Nosso bolsopresidente, todavia, foi eleito como mal menor pela maioria da população por seu discurso contrário à dissolução da família pela esquerda (através de táticas como a ideologia de gênero, por exemplo – que aliás continua em curso: a UFMG, a USP e a UFBA juntaram-se agora para criar um “robô transexual virtual que fala pajubá” para fazer propaganda de ideologia de gênero junto aos jovens). Infelizmente, como não era de todo imprevisível, ele resolveu aliar-se à dissolução da família pela direita; se correr o bicho pega, se ficar o bicho come.
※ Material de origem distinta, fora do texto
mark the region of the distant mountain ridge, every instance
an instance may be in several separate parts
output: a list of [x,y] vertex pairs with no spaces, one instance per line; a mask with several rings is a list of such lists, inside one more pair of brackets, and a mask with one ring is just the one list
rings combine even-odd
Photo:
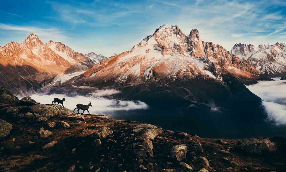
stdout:
[[107,59],[107,57],[101,54],[98,54],[94,52],[90,52],[85,54],[86,56],[92,60],[95,64],[98,63],[100,62]]
[[286,72],[286,44],[261,44],[256,48],[251,44],[236,44],[231,51],[263,74],[281,76]]
[[37,91],[57,76],[92,67],[94,61],[60,42],[44,44],[31,33],[22,43],[0,47],[0,85],[12,92]]
[[179,109],[196,116],[218,110],[227,116],[259,116],[261,100],[244,84],[264,79],[271,79],[221,46],[203,41],[196,29],[186,35],[177,26],[164,25],[130,50],[95,64],[50,93],[85,95],[94,89],[114,89],[120,93],[113,96],[144,102],[159,112]]

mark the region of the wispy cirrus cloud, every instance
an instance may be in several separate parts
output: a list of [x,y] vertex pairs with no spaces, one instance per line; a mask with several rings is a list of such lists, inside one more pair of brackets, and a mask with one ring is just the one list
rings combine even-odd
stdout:
[[17,15],[17,14],[13,14],[13,13],[8,13],[8,14],[9,14],[9,15],[13,15],[13,16],[16,16],[16,17],[20,17],[20,18],[22,18],[22,19],[26,19],[26,20],[28,20],[28,19],[27,19],[27,18],[25,18],[24,17],[23,17],[23,16],[21,16],[20,15]]
[[106,26],[115,23],[118,18],[141,12],[139,9],[130,9],[128,5],[124,7],[118,3],[110,3],[109,5],[124,9],[110,10],[108,13],[107,13],[106,9],[97,8],[92,4],[90,5],[80,3],[72,5],[52,1],[47,3],[65,22],[74,24],[84,23],[94,26]]
[[0,29],[21,32],[26,36],[33,33],[40,37],[41,39],[47,41],[56,39],[59,41],[64,40],[67,38],[62,31],[59,29],[51,28],[42,28],[34,26],[23,26],[0,23]]
[[180,5],[177,4],[175,3],[171,2],[166,1],[155,1],[154,2],[158,2],[159,3],[161,3],[163,4],[165,4],[165,5],[170,5],[170,6],[173,6],[173,7],[181,7]]

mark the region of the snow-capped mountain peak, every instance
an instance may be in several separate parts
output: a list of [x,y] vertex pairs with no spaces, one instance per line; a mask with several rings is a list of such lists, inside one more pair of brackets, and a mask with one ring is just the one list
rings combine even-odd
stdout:
[[263,73],[279,76],[286,72],[286,44],[261,44],[254,46],[237,44],[231,52],[241,59],[246,60]]
[[85,54],[86,56],[89,58],[94,63],[98,63],[100,62],[106,60],[107,57],[102,54],[98,54],[94,52],[92,52]]
[[33,33],[30,34],[23,43],[26,44],[34,46],[43,45],[42,41],[40,39],[38,36]]
[[231,53],[241,59],[247,60],[255,51],[255,47],[251,44],[236,44],[231,50]]

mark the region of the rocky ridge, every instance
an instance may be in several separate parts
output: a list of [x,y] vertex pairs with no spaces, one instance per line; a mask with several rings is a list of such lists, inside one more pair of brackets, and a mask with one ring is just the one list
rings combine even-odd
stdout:
[[98,54],[94,52],[90,52],[85,54],[86,56],[92,60],[95,64],[100,62],[107,59],[107,57],[100,54]]
[[0,85],[14,93],[39,91],[59,76],[85,71],[94,64],[60,42],[44,44],[31,33],[21,43],[0,47]]
[[[0,96],[5,97],[3,94]],[[1,131],[9,131],[1,136],[1,170],[214,172],[286,169],[283,161],[285,139],[204,139],[148,124],[72,113],[58,105],[23,106],[17,104],[17,100],[11,100],[3,99],[1,104],[11,106],[0,110],[1,118],[12,124],[0,127]],[[31,111],[32,107],[41,105],[50,107],[51,111],[56,108],[67,113],[42,114],[35,115],[36,120],[31,121],[30,116],[20,115],[25,112],[25,108],[29,108],[26,112],[35,114],[38,112]],[[5,112],[7,108],[19,108],[21,112],[13,114]],[[22,118],[18,118],[19,116]],[[46,120],[40,120],[43,116]]]
[[262,73],[271,77],[281,76],[286,71],[285,44],[262,44],[257,47],[251,44],[237,44],[231,51],[240,58],[246,60]]

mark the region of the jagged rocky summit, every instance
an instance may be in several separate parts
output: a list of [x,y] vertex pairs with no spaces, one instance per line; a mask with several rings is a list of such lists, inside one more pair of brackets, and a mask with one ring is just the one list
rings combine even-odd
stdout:
[[251,44],[236,44],[231,51],[240,58],[247,61],[263,74],[271,77],[281,77],[286,72],[285,44],[261,44],[257,47]]

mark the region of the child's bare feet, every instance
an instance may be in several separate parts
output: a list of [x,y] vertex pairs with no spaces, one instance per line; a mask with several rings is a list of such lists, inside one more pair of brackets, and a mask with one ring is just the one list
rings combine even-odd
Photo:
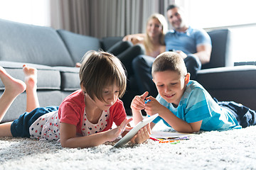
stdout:
[[16,97],[26,89],[26,84],[21,80],[14,79],[9,75],[6,71],[0,66],[0,79],[4,86],[4,93],[8,93],[13,97]]
[[23,65],[23,71],[25,74],[26,90],[36,90],[37,84],[37,69],[33,67]]

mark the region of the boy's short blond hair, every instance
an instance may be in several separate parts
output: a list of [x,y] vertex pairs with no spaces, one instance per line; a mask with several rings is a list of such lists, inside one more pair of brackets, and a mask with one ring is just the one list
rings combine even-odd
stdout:
[[104,101],[103,89],[116,82],[119,87],[119,97],[122,97],[126,90],[126,72],[120,60],[108,52],[94,50],[84,55],[79,74],[80,86],[89,96],[95,100]]
[[158,72],[173,71],[179,75],[186,76],[187,69],[183,58],[176,52],[164,52],[160,54],[154,60],[152,65],[151,74]]

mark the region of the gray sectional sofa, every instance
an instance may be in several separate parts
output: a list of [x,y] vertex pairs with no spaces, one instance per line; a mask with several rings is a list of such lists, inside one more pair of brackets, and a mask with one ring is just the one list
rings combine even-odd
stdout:
[[[38,69],[38,95],[41,106],[59,106],[80,89],[76,62],[90,50],[107,50],[118,38],[95,38],[63,30],[35,26],[0,19],[0,65],[23,80],[22,66]],[[4,86],[0,81],[0,95]],[[26,93],[14,101],[3,122],[17,118],[26,109]]]
[[[256,66],[233,67],[229,55],[230,32],[208,32],[213,52],[198,81],[219,101],[235,101],[256,109]],[[90,50],[107,51],[121,37],[98,39],[63,30],[35,26],[0,19],[0,65],[16,79],[23,79],[22,65],[38,69],[38,95],[41,106],[58,106],[80,88],[79,69],[75,67]],[[90,73],[88,73],[90,74]],[[129,81],[135,84],[136,82]],[[0,95],[4,86],[0,81]],[[136,86],[123,98],[127,110]],[[26,93],[14,101],[3,121],[17,118],[26,108]]]

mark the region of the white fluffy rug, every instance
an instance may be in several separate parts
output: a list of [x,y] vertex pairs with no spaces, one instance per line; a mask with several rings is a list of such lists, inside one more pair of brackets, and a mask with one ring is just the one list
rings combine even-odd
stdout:
[[151,140],[113,148],[0,137],[0,169],[256,169],[256,126],[202,132],[174,144]]

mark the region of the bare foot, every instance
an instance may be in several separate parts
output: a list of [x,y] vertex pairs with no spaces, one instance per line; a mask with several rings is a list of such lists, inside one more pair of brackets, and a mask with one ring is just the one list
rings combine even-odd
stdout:
[[26,90],[36,90],[37,69],[34,67],[23,64],[23,71],[25,74],[24,82],[26,85]]
[[0,78],[5,86],[4,92],[9,93],[9,95],[14,95],[13,96],[16,97],[26,89],[26,84],[23,81],[12,77],[1,66]]
[[80,62],[75,63],[75,67],[81,67],[81,63]]

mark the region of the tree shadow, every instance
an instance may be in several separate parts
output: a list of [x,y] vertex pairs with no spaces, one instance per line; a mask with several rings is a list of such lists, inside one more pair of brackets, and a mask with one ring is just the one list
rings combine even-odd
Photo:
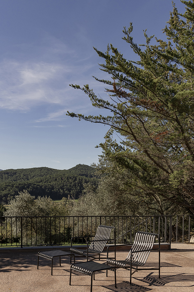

Que ele não se preocupasse realmente com a família era evidente. Afinal, ele já fez projetos propondo a castração dos pobres, e já está na terceira “esposa”. Mas tamanho gol contra seria possível ter a esperança que ele não tentasse fazer. Ganhará palmas das federações industriais e outros órgãos do alto clero capitalista. Aumentará os lucros de um monte de gente cujo único denominador comum é já ser rico e não ter o menor interesse social, ou mesmo pessoal para com o empregado. E facilitará tremendamente o trabalho de dissolução social que é o que – na altura em que já estava – facilitou enormemente a introdução de todo tipo de perversão propagandeada pela esquerda para ajudar a abalar mais forte e rapidamente a instituição familiar, este pequeno castelo que faz com que se tenha aonde voltar após combater os dragões do dia a dia.

A medida provisória foi aprovada na Câmara, e espero sinceramente que seja rejeitada no Senado. Espero, mais ainda, que o presidente perceba o mal que ele está fazendo e se arrependa, e trabalhe a favor do país, inclusive de seu eleitorado. A vida familiar de um pobre é tão ou mais valiosa que a vida familiar de um rico. O encontro dominical de milhões de famílias, a criação de milhões de crianças, certamente é infinitamente mais valiosa que os milhões de reais, manchados do sangue, suor e lágrimas dessas famílias, que venham a ajuntar-se a outros milhões de reais já jazentes em contas de banco dos patrões.

Pela família, pelas próximas gerações: que cada senador rejeite essa proposta nauseabunda.